Das Alleinleben im Alter erweist sich in der überwiegenden Zahl der Fälle als »Frauensache«. Von den Baden-Württembergern, die 65 Jahre und älter sind, leben die Frauen wesentlich häufiger allein als ihre männlichen Altersgenossen. So wohnen (nach den Ergebnissen des Mikrozensus 2003) von den männlichen Senioren lediglich rund 18 % in einem Einpersonenhaushalt, von den Frauen dieser Altersgruppe führt knapp die Hälfte, nämlich fast 48 % ein »Singledasein«. Mit zunehmendem Alter steigt der Anteil der Senioren, die allein leben, naturgemäß deutlich an. So leben in Baden-Württemberg von den 75-jährigen und älteren Männern fast jeder Vierte, von den Frauen sogar nahezu zwei Drittel allein in einem Haushalt. Aufgrund der höheren Lebenserwartung von Frauen und der Tatsache, dass bei Ehepaaren die Frauen in der Regel jünger sind als die Männer, haben verheiratete Frauen im Durchschnitt ein weitaus höheres Risiko als Männer, verwitwet zu werden. Aus diesem Grund leben die meisten verheirateten Männer bis ins hohe Alter mit ihrer Ehefrau zusammen, während betagte Frauen mehrheitlich allein leben müssen. Die hohe Zahl weiblicher Singles unter den Seniorinnen ist jedoch auch eine Spätfolge zweier Weltkriege, die zu einer hohen Zahl verwitweter Frauen geführt hat bzw. dazu, dass viele Frauen aufgrund des damaligen »Männermangels« keinen (Ehe)Partner gefunden haben.

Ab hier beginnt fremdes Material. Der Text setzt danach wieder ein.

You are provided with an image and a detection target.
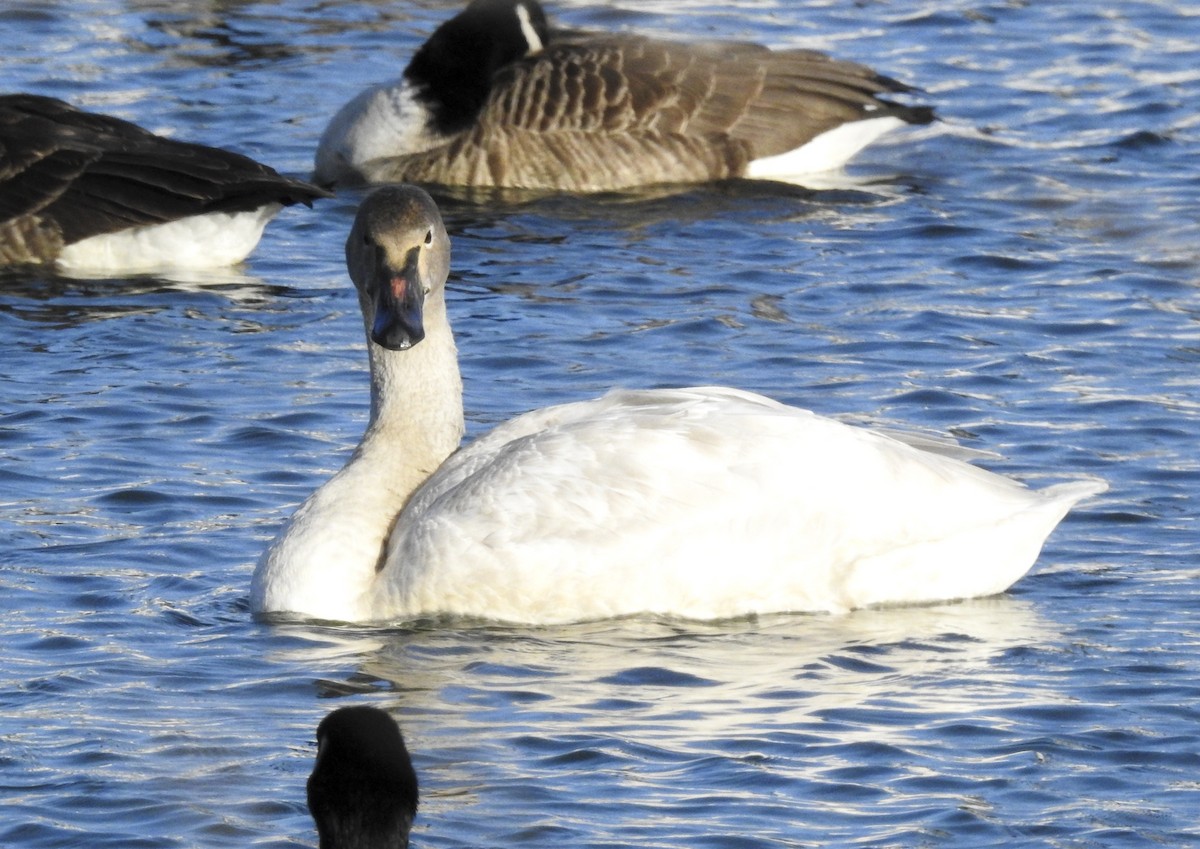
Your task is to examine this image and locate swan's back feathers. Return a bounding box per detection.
[0,95,328,263]
[251,186,1104,624]
[377,387,1096,621]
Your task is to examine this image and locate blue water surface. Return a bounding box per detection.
[0,0,1200,849]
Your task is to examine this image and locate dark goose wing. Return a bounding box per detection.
[0,95,328,261]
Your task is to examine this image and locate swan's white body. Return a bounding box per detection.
[56,204,283,273]
[251,187,1105,624]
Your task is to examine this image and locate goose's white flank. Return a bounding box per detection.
[251,186,1105,624]
[0,95,329,273]
[314,0,934,192]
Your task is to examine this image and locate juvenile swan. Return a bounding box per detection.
[314,0,934,192]
[308,705,418,849]
[251,186,1105,624]
[0,95,329,273]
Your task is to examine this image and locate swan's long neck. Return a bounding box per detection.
[251,302,463,621]
[353,308,463,491]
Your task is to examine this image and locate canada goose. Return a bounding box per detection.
[308,705,418,849]
[0,95,329,272]
[251,186,1105,624]
[313,0,934,192]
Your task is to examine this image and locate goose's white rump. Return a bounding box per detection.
[252,187,1105,624]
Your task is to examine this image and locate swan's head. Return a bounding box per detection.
[346,186,450,350]
[308,705,418,849]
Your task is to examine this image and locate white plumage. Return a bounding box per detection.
[252,187,1105,624]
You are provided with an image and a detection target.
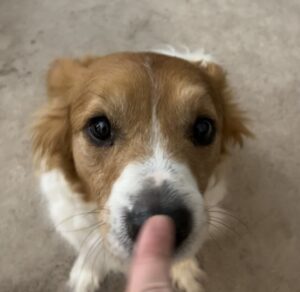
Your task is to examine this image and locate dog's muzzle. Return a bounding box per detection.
[124,182,193,249]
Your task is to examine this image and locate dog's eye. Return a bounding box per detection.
[87,116,113,146]
[192,117,216,146]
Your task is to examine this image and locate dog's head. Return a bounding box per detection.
[33,53,249,257]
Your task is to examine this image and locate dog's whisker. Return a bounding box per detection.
[207,209,249,230]
[79,236,102,284]
[79,225,102,251]
[55,208,103,228]
[209,217,241,239]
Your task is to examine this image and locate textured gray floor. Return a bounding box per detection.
[0,0,300,292]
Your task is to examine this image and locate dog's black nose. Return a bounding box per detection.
[125,183,192,248]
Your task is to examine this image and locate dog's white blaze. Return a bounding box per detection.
[154,46,216,66]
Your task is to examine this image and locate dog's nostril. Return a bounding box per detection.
[125,206,192,248]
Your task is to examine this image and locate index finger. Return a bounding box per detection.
[127,216,174,292]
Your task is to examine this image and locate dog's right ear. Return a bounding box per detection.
[31,59,88,172]
[47,59,88,98]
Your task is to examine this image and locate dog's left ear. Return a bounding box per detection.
[197,61,253,153]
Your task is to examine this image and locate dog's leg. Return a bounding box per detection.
[68,236,110,292]
[171,258,206,292]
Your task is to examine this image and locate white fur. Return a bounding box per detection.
[40,48,224,292]
[154,46,216,66]
[40,169,121,292]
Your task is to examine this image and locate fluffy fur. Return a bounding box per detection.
[33,50,250,292]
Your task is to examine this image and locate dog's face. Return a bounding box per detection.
[34,53,248,258]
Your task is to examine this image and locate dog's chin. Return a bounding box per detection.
[108,227,206,262]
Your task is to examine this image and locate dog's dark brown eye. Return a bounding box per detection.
[192,117,216,146]
[87,116,113,146]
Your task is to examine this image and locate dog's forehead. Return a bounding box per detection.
[84,53,210,101]
[73,53,216,130]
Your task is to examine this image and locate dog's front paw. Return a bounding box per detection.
[68,258,103,292]
[171,259,206,292]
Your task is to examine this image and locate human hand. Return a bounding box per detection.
[126,215,174,292]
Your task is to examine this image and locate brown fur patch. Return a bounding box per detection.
[33,53,250,207]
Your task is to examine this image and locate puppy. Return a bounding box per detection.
[32,51,250,292]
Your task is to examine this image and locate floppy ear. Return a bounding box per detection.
[32,60,86,169]
[47,58,91,98]
[199,62,253,153]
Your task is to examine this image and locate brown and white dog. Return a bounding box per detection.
[33,50,250,292]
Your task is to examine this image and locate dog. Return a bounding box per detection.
[32,50,251,292]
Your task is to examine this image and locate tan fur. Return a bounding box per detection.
[33,53,251,292]
[171,259,206,292]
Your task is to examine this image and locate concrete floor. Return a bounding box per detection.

Wie bereits eingangs erwähnt, ist aufgrund der nach wie vor höheren Lebenserwartung von Frauen auch für die Rentnergeneration von morgen und übermorgen damit zu rechnen, dass viele, insbesondere die älteren Frauen, allein leben werden. Hinzu kommt, dass die Scheidungszahlen heute so hoch sind wie noch nie, eine zunehmende Zahl von Menschen zeitlebens unverheiratet bleibt und die heute jüngere Generation vergleichsweise wenig Kinder hat.3 All diese Faktoren könnten dazu beitragen, dass die »Alten von morgen und übermorgen« noch häufiger ein »Singledasein« führen werden als ihre Groß- und Urgroßeltern. Zumindest ist damit zu rechnen, dass die Zahl derer, die mit ihrem Ehepartner zusammen alt werden, für die Seniorengeneration von morgen geringer ausfallen wird. Andererseits könnte es aber durchaus sein, dass diese Generation, für die Wohngemeinschaften und nicht eheliche Lebensgemeinschaften so selbstverständlich sind wie Ehe und Familie, diese neuen Formen des Zusammenlebens im Alter wesentlich häufiger praktiziert als die jetzige Seniorengeneration.

Rund 86 % der Senioren meistern den Alltag eigenständig

Ein wesentlicher Faktor für Lebensqualität im Alter ist die gesundheitliche Situation bzw. die Möglichkeit, den Alltag selbstständig meistern zu können. Seit 1996 bietet der Mikrozensus mit den Fragen zur Pflegebedürftigkeit Informationen, die Rückschlüsse erlauben zur gesundheitlichen Situation und zur eigenständigen Lebensführung gerade der älteren Generation.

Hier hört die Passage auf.